Closed ammaraziz closed 2 months ago
These are large trees! What is your desired outcome in visualizing the matching? Presumably inspecting all 400 matched clades is going to yield limited information, or at the very least be difficult to interpret. Is there a subset of clades you are particularly interested in matching, for example?
I'd like to see which internal branches are incongruent between a known good tree and another tree. I am following this example here: https://ms609.github.io/TreeDist/articles/using-distances.html#testing-similarity-to-a-known-tree
For big trees there are a few things that would be great to control:
I hacked together a solution that gets about 80% of the way there by modifying VisualizeMatching
. However, I got stuck around the last point to declutter the tree.

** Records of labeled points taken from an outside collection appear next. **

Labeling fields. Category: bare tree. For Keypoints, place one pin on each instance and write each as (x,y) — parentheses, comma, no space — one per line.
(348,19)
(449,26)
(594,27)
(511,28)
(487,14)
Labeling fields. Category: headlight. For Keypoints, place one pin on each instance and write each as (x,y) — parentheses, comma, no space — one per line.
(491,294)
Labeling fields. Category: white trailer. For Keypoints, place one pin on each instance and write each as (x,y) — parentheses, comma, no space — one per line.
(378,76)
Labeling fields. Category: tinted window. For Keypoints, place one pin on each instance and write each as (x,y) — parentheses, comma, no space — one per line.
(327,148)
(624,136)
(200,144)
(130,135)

Here's the modified function:
function(Func, tree1, tree2, setPar = TRUE, precision = 3L,
Plot = plot.phylo, matchZeros = TRUE, plainEdges = FALSE,
edge.width = 1, edge.color = "black", cex = cex,
show.edgelabels = TRUE, ...)
{
splits1 <- as.Splits(tree1)
edge1 <- tree1$edge
child1 <- edge1[, 2]
nTip <- attr(splits1, "nTip")
splitEdges1 <- vapply(as.integer(rownames(splits1)), function(node) which(child1 ==
node), integer(1))
splits2 <- as.Splits(tree2, tipLabels = tree1)
edge2 <- tree2$edge
child2 <- edge2[, 2]
splitEdges2 <- vapply(as.integer(rownames(splits2)), function(node) which(child2 ==
node), integer(1))
matching <- Func(tree1, tree2, reportMatching = TRUE)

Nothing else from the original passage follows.